Terza uscita solista per l'ex frontman dei Verve, e nulla di nuovo sotto il sole di questo già pessimo inizio 2006. Ashcroft insiste con il suo pop nostalgico e d'altronde gli umori retrò del cantante erano evidenti già in molti episodi dell'avventura dei Verve, ma una volta rimasto solo e senza più gli scontri e i compromessi con un compagno dalla forte personalità come il visionario chitarrista Nick McCabe, Ashcroft ha dato libero sfogo alle sue ambizioni di nuovo (?) Van Morrison, ma i risultati artistici dei suoi dischi solisti non hanno mai entusiasmato.
Certo, Richard di classe ne ha da vendere ed è fuori di dubbio la sua capacità di scrivere canzoni formalmente impeccabili e (quasi) mai noiose con estrema naturalezza, ma ancora non è riuscito a mettere insieme un album capace di spiccare davvero il volo e diventare qualcosa di più di un dignitoso, ma prescindibile, prodotto di rapido consumo. E non c'è riuscito nemmeno stavolta, con questa nuova raccolta di ballate dal forte accento soul, nelle quali gli anni Novanta e il britpop (in senso buono), che i Verve segnarono con insuperata classe, sono soltanto un vago ricordo, nonostante in apertura ci accolga la frizzante e trascinante elettricità di "Why Not Nothing", di gran lunga la miglior canzone dell'album.
Peccato che Richard inciampi subito in un brano nato già vecchio come "Music Is Power" (e già il titolo…), una minestrina riscaldata stile Motown da dimenticare in fretta. E le sorti dell'album non vengono risollevate dallo scialbo singolo "Break the Night with Colour" e dalle obbligatorie ballatone, come "Words Just Get In The Way" e l'ancor più melensa "Why Do Lovers". Tutti brani privi di mordente, salvati soltanto da arrangiamenti particolarmente curati e raffinati (anche troppo nella zuccherosa "Sweet Brother Malcolm"), e dalle sempre più convincenti doti canore di Ashcroft.
Ma la sua scrittura difetta, e non poco, di personalità nei momenti che si vorrebbero più intensi, come "Cry Til The Morning", brano che rispolvera il fantasma dei Verve nei loro momenti però meno originali. Alla fine c'è "A Simple Song" in cui finalmente Ashcroft riesce a mettere a fuoco lo stile a cui ambisce, trovando il giusto equilibrio tra i suoi modelli di riferimento e i venti o trent'anni di musica che sono venuti dopo, mentre la title track indovina l'atmosfera più affascinante e la giusta tensione drammatica, senza avvicinarsi tuttavia nemmeno minimamente al suo capolavoro "Check The Meaning" (dal precedente album "Human Conditions").

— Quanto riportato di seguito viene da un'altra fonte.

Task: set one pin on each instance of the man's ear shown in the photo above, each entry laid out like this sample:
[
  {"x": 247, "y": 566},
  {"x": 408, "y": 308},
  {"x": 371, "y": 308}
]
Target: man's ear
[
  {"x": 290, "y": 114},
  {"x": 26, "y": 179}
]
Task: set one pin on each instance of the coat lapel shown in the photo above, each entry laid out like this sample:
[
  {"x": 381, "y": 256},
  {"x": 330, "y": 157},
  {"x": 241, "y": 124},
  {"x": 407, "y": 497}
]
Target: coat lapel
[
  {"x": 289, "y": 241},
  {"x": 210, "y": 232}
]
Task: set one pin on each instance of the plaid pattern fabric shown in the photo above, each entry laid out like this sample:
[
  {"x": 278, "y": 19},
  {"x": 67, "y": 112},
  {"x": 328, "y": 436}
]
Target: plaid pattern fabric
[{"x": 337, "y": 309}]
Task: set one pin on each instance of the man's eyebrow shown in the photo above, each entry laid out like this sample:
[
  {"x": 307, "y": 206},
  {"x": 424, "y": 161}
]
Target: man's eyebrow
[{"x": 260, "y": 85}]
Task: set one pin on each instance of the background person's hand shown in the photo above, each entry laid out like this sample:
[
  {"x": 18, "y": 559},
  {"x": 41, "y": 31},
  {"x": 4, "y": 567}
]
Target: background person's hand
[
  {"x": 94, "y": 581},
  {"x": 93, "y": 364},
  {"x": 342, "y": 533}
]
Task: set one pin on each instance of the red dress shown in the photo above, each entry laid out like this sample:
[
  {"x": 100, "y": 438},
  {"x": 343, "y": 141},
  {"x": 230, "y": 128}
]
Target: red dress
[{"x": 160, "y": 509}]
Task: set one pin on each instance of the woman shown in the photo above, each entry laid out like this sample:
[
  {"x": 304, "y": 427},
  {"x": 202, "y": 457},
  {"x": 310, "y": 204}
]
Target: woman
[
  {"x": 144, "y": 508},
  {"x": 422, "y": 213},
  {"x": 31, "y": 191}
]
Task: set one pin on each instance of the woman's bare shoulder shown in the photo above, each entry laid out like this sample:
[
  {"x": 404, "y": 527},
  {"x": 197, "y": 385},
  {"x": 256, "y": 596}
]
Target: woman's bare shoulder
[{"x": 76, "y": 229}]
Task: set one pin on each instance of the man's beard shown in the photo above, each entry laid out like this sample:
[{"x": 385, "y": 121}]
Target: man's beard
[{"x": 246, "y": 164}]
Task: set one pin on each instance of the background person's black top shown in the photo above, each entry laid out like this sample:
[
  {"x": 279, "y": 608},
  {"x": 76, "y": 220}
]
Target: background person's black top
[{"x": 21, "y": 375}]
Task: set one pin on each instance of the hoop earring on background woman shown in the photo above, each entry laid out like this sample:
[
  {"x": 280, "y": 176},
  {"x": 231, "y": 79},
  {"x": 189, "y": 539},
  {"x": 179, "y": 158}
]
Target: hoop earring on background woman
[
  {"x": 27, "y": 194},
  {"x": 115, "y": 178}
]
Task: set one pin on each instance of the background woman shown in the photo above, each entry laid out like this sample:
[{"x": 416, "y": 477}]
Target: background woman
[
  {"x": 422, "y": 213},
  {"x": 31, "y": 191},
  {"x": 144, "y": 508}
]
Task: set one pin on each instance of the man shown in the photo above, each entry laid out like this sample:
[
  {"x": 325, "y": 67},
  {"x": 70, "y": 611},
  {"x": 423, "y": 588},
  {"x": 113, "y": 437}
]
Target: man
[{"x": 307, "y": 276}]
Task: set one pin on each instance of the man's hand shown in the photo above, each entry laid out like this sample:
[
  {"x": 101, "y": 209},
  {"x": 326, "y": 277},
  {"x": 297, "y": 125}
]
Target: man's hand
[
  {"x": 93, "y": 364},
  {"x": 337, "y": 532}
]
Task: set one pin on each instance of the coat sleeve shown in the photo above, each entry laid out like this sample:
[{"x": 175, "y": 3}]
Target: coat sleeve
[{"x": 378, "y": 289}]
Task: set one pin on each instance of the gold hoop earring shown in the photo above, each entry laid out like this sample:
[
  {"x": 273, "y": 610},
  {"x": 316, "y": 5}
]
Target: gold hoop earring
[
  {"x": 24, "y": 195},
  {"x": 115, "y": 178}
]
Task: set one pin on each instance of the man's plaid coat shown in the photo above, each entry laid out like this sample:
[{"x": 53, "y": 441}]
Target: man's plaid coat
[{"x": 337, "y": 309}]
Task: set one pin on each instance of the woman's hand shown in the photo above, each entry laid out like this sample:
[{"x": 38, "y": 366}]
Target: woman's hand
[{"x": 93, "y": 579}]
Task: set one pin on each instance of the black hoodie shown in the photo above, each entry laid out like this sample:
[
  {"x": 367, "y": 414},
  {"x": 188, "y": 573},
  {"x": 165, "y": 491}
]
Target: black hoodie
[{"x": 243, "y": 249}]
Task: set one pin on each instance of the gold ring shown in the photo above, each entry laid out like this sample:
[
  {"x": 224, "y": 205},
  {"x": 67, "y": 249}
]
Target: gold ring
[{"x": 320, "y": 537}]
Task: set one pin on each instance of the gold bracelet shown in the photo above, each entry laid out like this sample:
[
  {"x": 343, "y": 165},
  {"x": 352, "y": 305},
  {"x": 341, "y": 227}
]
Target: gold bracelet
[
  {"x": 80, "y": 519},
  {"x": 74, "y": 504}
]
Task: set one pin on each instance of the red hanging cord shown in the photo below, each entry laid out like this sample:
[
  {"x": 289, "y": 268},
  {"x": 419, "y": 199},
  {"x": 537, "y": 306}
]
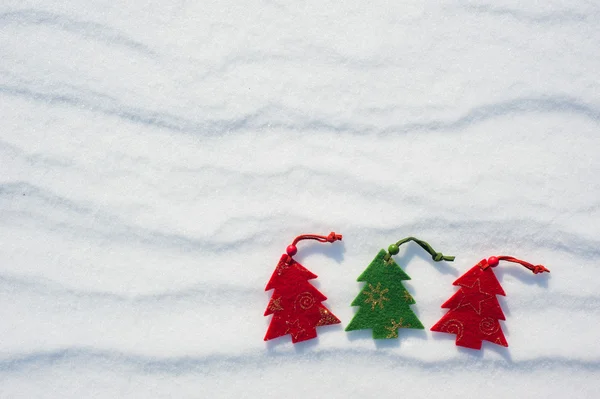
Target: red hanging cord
[
  {"x": 332, "y": 237},
  {"x": 493, "y": 262}
]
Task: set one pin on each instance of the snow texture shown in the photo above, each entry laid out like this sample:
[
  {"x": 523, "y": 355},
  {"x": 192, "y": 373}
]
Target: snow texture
[{"x": 157, "y": 158}]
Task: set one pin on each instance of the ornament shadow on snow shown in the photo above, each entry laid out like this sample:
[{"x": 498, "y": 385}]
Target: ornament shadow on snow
[
  {"x": 384, "y": 302},
  {"x": 296, "y": 305},
  {"x": 474, "y": 309}
]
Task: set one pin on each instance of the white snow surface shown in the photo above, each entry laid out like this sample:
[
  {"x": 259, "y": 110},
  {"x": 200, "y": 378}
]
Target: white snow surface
[{"x": 157, "y": 158}]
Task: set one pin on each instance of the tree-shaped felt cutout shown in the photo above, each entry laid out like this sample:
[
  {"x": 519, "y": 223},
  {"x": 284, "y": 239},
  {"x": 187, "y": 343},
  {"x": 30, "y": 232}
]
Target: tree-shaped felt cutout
[
  {"x": 296, "y": 305},
  {"x": 384, "y": 303},
  {"x": 474, "y": 309}
]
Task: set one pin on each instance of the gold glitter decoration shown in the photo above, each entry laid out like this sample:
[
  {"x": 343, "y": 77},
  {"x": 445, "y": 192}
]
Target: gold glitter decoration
[
  {"x": 454, "y": 327},
  {"x": 376, "y": 296},
  {"x": 294, "y": 328},
  {"x": 473, "y": 295},
  {"x": 275, "y": 305},
  {"x": 326, "y": 318},
  {"x": 306, "y": 300},
  {"x": 393, "y": 329},
  {"x": 281, "y": 267}
]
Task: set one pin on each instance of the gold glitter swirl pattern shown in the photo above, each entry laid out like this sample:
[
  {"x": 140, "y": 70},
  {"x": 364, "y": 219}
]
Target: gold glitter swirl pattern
[
  {"x": 275, "y": 305},
  {"x": 393, "y": 328},
  {"x": 305, "y": 300},
  {"x": 489, "y": 326},
  {"x": 326, "y": 318},
  {"x": 376, "y": 296}
]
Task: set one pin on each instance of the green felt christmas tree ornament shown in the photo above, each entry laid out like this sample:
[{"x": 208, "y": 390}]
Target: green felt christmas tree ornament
[{"x": 384, "y": 303}]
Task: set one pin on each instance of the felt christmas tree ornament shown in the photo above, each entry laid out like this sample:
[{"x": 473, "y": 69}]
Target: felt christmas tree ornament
[
  {"x": 296, "y": 305},
  {"x": 384, "y": 303},
  {"x": 474, "y": 309}
]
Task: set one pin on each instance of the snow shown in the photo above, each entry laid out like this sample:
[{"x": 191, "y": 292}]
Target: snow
[{"x": 158, "y": 157}]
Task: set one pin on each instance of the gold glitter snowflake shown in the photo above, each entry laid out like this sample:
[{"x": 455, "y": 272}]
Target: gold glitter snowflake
[{"x": 376, "y": 296}]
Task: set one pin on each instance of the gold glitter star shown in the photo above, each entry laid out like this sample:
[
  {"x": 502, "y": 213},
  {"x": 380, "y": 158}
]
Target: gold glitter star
[
  {"x": 275, "y": 305},
  {"x": 393, "y": 329},
  {"x": 376, "y": 296},
  {"x": 327, "y": 318}
]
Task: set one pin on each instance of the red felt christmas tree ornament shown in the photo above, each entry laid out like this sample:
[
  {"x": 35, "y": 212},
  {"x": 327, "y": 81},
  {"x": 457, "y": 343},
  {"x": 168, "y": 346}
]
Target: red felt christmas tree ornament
[
  {"x": 296, "y": 304},
  {"x": 474, "y": 310}
]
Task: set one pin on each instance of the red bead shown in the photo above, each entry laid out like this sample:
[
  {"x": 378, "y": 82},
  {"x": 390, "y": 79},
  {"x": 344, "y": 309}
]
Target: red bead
[
  {"x": 291, "y": 250},
  {"x": 493, "y": 261}
]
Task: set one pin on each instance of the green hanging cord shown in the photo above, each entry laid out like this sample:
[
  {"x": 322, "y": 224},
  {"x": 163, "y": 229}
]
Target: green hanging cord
[{"x": 436, "y": 256}]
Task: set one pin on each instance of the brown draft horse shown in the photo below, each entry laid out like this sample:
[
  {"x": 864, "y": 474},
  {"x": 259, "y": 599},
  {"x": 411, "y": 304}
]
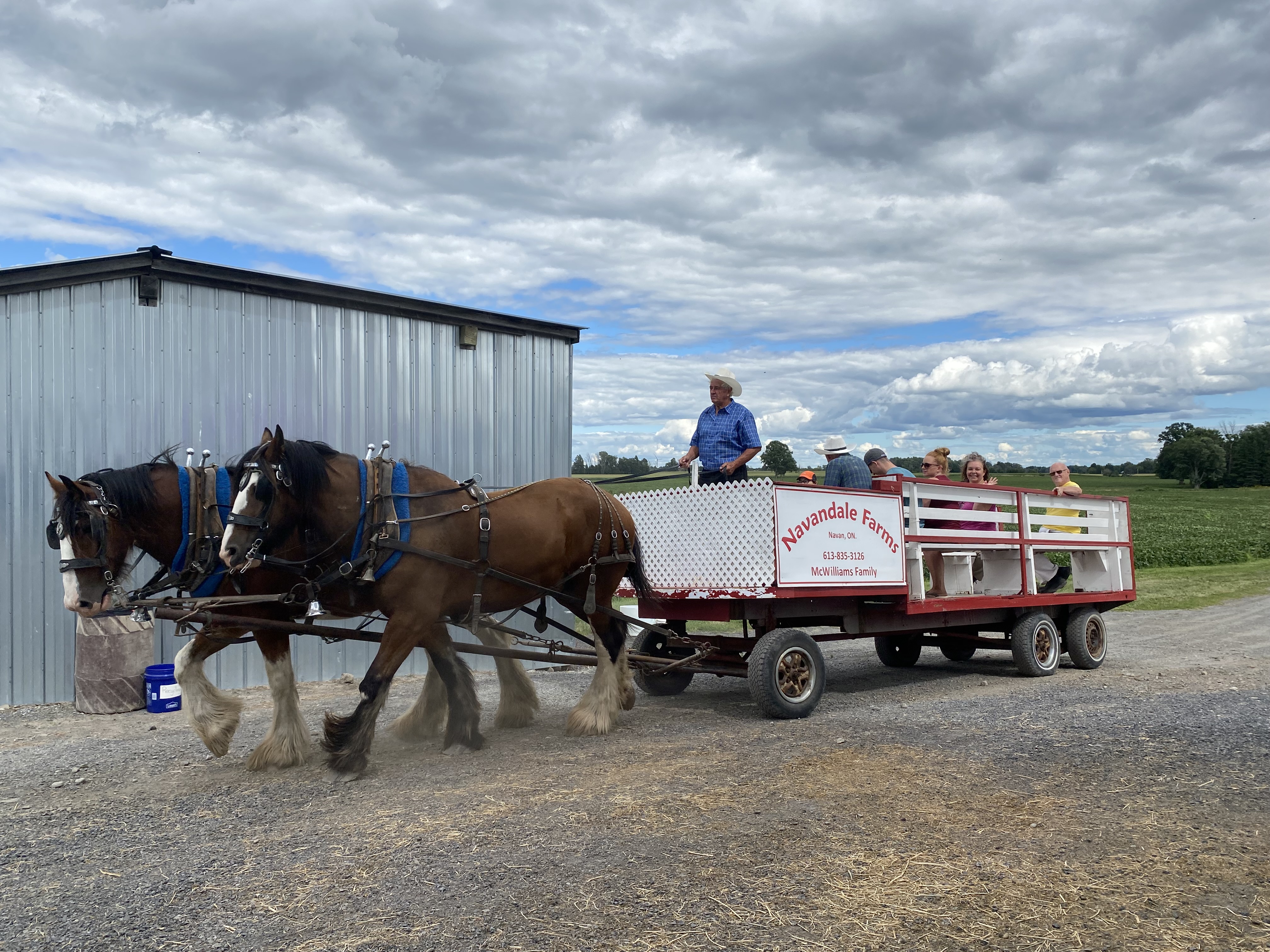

Ma è significativo come sia la conclusiva "World Keeps Turning", che è la canzone più radiofonica e prevedibile, a essere anche la più felice e l'unica che insieme a "Why Not Nothing" riesca a sopravvivere, almeno un po', nella memoria. Significativo di come questo sia finora il disco più debole della carriera solista dell'ex-Verve, come se alla prova del terzo album e con alle spalle il suo lavoro migliore, il nostro si sia ritrovato indeciso se darsi una bella ridimensionata o portare ancora più in alto le sue ambizioni. Ma purtroppo qui ci sono solo poche e vaghe idee, bellissimi arrangiamenti, tante belle parole e niente più di due o tre canzoni da conservare, e nemmeno con troppa cura.
Ossessionato da un'idea di classicità che purtroppo in questo caso fa rima soltanto con sterile inattualità, Ashcroft non riesce a costruirsi una personalità forte che gli permetta di stare al passo non solo coi tempi, ma anche col suo passato. È evidente come Richard sia sinceramente entusiasta di suonare la musica che più gli piace, e per come lo fa si merita ancora rispetto, ma è meglio che corra in soffitta a recuperare il suo talento prima che si accumuli troppa polvere anche su di lui.